Finalists for the fifth annual Indigenous Voices Awards (IVAs) have been announced, and two books from Nightwood Editions have been recognized in the “Published Poetry in English” category: Undoing Hours by Selina Boan ((white settler/nehiyaw) and Creeland by Dallas Hunt (Wapsewsipi, Swan River First Nation).
In total, there are nominations for 23 emerging Indigenous writers across seven categories for these awards that recognize exceptional new work in English, French, and Indigenous languages either previously unpublished, or published in 2021.
“What a list! Emerging writers from Indigenous Nations across Turtle Island, publishing their work with twelve presses, across genres and forms. As Co-Chairs of the Indigenous Voices Awards, we are thrilled and honoured to play a small part in holding up a new generation of Indigenous writers, while helping to create community connections among writers. This year, we have the highest ever number of submissions in the Indigenous Languages category – testament to an astounding cultural resurgence unfolding as we speak in many communities. We thank all the donors who have generously supported the IVAs over the past five years.” — Dr. Deanna Reder (Cree-Métis) and settler scholar Dr. Sophie McCall, Co-Chairs, Indigenous Voices Awards
Undoing Hours Selina Boan’s debut book of poetry which considers the various ways we undo, inherit, reclaim and (re)learn. Boan’s poems emphasize sound and breath. They tell stories of meeting family, of experiencing love and heartbreak, and of learning new ways to express and understand the world around her through nêhiyawêwin.

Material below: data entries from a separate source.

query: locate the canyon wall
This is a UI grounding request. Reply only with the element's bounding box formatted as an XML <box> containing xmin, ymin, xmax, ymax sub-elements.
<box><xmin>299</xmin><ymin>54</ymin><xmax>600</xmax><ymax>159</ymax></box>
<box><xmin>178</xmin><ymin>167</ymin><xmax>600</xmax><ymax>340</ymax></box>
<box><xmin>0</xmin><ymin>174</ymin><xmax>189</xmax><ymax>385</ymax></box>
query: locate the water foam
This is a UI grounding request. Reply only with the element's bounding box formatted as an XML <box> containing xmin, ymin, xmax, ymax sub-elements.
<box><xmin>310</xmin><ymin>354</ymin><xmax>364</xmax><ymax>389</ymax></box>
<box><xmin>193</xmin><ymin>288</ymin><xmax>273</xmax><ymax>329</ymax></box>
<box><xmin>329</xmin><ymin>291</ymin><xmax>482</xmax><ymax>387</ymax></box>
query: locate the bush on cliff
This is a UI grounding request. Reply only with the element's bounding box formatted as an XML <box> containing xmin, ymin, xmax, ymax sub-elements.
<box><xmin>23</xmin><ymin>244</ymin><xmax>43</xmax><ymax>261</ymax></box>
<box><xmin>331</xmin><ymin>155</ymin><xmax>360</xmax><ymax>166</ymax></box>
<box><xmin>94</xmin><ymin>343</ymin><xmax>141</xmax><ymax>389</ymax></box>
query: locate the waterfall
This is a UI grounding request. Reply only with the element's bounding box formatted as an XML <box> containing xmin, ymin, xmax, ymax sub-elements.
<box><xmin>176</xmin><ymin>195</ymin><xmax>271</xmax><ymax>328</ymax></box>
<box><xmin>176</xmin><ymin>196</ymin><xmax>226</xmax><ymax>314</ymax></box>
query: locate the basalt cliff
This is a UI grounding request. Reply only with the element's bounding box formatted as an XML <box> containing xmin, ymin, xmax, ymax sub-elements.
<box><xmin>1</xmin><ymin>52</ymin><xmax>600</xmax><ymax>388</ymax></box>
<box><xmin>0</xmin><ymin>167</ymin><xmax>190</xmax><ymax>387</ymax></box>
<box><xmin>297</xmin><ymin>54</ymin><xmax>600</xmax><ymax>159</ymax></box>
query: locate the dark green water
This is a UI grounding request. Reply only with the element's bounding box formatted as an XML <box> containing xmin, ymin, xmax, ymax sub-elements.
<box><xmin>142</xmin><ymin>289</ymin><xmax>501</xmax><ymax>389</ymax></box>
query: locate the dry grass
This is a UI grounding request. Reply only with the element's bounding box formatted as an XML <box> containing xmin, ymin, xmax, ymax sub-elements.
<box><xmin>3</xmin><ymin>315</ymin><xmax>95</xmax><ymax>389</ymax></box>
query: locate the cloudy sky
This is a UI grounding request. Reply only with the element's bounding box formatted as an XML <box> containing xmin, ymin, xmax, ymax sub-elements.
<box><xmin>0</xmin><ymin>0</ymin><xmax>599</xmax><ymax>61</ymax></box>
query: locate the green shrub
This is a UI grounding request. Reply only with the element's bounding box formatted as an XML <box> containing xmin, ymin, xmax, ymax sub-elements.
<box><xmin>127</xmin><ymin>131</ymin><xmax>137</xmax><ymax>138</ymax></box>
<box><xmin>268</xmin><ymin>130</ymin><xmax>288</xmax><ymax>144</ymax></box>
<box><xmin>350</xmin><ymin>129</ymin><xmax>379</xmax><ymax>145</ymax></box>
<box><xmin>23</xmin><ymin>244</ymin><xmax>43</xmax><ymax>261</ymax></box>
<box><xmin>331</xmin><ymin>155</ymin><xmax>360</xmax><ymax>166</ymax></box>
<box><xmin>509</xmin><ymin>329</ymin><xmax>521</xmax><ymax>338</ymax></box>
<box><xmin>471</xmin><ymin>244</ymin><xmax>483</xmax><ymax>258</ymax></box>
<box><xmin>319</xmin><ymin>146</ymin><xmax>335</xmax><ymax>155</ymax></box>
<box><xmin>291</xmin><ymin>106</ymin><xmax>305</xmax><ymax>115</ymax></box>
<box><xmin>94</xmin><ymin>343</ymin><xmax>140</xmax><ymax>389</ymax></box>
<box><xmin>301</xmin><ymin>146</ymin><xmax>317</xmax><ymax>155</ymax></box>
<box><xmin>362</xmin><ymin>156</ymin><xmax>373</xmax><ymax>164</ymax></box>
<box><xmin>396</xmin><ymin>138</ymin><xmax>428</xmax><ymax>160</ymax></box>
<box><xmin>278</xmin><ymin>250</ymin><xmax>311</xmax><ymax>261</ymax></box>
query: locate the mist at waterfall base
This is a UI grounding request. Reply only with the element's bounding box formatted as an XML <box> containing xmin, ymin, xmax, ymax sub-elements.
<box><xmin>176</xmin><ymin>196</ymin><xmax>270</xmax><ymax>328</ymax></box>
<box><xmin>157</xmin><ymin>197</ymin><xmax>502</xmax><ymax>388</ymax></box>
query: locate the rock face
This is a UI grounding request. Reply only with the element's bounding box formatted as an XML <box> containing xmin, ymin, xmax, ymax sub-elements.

Selina Boan is a white settler–nehiyaw poet living on the traditional, unceded territories of xʷməθkʷəy̓əm (Musqueam), səl̓ílwətaɁɬ (Tsleil-Waututh), and sḵwx̱wú7mesh (Squamish) peoples. Her work has been published widely, including in The Best Canadian Poetry 2018 and 2020. She has received several honours for her work, including Room’s 2018 Emerging Writer Award and the 2017 National Magazine Award for Poetry. She is currently a poetry editor for Rahila’s Ghost Press and is a member of the Growing Room Collective.
Creeland is a poetry collection concerned with notions of home and the quotidian attachments we feel to those notions, even across great distances. Even in an area such as Treaty Eight (northern Alberta), a geography decimated by resource extraction and development, people are creating, living, laughing, surviving and flourishing—or at least attempting to.
Dallas Hunt is Cree and a member of Wapsewsipi (Swan River First Nation) in Treaty Eight territory in northern Alberta. He has had creative worked published in Contemporary Verse 2, Prairie Fire, PRISM international and Arc Poetry. His first children’s book, Awâsis and the World-famous Bannock, was published through Highwater Press in 2018, and was nominated for several awards. Hunt is an assistant professor of Indigenous literatures at the University of British Columbia.